Rheumatoid arthritis patients may be able to reduce their dose of nonsteroidal anti-inflammatory drugs (NSAIDs) by adding cod liver oil to their daily regimen, according to an article published online on March 24, 2008 in the journal Rheumatology. Cod liver oil contains the omega-3 fatty acids eicosapentaenoic acid (EPA) and docosahexaenoic acid (DHA), which can help inhibit the production of inflammatory prostaglandins and leukotrienes derived from arachidonic acid (an omega-6 fatty acid), and increase the production of less inflammatory substances.

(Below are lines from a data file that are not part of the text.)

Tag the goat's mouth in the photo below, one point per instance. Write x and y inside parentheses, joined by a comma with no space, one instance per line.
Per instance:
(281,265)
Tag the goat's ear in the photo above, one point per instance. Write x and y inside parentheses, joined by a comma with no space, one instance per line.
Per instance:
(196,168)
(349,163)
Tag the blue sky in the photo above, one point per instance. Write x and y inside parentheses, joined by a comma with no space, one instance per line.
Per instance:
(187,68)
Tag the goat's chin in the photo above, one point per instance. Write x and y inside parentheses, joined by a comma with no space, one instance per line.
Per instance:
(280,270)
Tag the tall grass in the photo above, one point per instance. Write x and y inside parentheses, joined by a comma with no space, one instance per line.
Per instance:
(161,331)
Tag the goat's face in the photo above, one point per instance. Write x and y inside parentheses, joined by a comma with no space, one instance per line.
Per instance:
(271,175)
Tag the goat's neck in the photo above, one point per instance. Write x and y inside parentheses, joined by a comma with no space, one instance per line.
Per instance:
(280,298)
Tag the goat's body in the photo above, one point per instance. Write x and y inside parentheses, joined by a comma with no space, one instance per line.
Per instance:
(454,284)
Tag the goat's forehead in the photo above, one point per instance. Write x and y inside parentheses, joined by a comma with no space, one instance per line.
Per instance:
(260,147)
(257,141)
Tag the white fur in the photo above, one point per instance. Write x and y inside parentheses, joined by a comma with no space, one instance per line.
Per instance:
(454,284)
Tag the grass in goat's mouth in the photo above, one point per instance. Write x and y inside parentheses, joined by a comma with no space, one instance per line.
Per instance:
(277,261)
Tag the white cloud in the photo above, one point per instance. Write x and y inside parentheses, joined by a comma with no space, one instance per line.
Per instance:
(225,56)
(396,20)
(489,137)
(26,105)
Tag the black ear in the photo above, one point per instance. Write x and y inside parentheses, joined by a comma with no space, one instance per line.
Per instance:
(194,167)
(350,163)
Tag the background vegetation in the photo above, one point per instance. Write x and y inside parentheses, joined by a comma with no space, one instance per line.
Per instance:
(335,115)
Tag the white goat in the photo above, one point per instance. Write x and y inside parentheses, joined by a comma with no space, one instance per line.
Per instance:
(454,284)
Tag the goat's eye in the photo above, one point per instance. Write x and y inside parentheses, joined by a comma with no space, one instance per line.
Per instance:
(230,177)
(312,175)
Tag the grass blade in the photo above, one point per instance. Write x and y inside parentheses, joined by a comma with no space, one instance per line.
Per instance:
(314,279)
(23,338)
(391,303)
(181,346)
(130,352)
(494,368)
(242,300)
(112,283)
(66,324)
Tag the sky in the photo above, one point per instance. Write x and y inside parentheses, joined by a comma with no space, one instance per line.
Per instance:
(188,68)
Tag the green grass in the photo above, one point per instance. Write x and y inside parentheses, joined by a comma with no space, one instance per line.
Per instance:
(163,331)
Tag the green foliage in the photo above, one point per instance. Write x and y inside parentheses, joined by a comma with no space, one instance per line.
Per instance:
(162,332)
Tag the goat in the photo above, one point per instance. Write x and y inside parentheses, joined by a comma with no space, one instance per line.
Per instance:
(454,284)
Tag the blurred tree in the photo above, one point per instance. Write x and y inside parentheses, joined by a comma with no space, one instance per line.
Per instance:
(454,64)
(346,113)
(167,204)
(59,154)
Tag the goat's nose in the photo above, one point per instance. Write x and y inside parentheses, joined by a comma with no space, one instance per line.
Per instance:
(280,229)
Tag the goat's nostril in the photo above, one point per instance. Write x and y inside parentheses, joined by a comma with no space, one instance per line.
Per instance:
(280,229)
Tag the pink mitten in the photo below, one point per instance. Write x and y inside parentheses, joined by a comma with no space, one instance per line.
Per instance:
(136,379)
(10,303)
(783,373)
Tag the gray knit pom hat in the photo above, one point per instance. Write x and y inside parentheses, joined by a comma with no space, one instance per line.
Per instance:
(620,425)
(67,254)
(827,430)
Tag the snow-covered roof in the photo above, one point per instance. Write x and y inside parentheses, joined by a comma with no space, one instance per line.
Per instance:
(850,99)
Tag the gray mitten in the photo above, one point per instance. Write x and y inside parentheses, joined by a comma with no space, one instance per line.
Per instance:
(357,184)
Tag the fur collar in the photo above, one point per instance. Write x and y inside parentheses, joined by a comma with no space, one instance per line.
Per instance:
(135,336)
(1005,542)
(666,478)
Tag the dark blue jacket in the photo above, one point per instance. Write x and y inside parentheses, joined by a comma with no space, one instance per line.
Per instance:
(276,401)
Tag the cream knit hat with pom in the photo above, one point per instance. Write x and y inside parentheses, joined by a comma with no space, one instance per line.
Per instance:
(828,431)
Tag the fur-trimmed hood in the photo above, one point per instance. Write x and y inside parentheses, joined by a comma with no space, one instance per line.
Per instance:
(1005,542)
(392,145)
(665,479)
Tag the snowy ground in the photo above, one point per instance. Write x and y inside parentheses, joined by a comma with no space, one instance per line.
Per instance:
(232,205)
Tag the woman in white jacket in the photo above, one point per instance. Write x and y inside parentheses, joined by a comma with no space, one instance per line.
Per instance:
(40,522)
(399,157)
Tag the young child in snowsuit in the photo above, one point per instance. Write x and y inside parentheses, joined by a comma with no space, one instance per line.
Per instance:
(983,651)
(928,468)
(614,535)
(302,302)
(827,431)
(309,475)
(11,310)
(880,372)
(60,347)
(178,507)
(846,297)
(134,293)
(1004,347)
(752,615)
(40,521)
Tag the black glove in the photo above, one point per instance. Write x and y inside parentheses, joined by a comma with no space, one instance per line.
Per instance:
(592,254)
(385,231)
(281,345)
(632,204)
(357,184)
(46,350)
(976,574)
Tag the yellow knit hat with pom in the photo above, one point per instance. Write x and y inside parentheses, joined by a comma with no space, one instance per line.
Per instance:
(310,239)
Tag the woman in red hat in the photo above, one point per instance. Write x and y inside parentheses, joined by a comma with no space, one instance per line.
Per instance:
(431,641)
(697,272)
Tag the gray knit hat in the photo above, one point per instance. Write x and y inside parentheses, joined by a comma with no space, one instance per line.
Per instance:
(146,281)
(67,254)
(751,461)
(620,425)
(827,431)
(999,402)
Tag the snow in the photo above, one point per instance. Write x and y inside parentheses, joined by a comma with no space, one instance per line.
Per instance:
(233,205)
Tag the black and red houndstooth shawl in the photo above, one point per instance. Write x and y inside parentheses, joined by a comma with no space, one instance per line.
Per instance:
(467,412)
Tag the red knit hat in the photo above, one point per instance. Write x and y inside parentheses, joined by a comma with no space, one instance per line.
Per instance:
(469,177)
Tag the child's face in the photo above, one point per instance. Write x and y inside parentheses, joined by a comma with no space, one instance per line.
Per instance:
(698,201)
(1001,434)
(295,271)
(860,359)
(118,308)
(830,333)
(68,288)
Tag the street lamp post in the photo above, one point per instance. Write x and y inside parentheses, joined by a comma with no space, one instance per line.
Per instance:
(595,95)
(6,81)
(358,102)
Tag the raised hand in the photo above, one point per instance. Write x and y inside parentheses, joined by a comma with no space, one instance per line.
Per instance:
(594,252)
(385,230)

For the current study, researchers at centers in Dundee and Edinburgh, Scotland enrolled 97 rheumatoid arthritis patients who were being treated with nonsteroidal anti-inflammatory drugs. Participants were randomized to receive a placebo or a daily dose of ten capsules containing 10 grams of cod liver oil (which provided 2.2 grams of omega-3 essential fatty acids plus vitamins A, D, and E) for nine months. The subjects were evaluated for rheumatoid arthritis disease activity and safety at the beginning of the study and at the fourth, twelfth, twenty-fourth and thirty-sixth week.
After 12 weeks, the participants were instructed to gradually reduce their medication usage and to discontinue their drugs if possible. Thirty-nine percent of those who received cod liver oil were able to reduce their NSAID dose by over 30 percent without experiencing a worsening of symptoms, while only 10 percent of those in the placebo group were able to do so. Among those who completed the full nine months fish oil therapy, 59 percent successfully lowered their medication dose. They also experienced a modest improvement in pain symptoms compared with the placebo group by the end of the trial.
To the author’s knowledge, the study is the largest to investigate the effect of omega-3 fatty acids in rheumatoid arthritis. “Fish oil supplementation should be considered in rheumatoid arthritis patients to help them reduce their NSAID intake in order to attenuate the risks of gastrointestinal and cardiovascular adverse events associated with these drugs,” the authors conclude.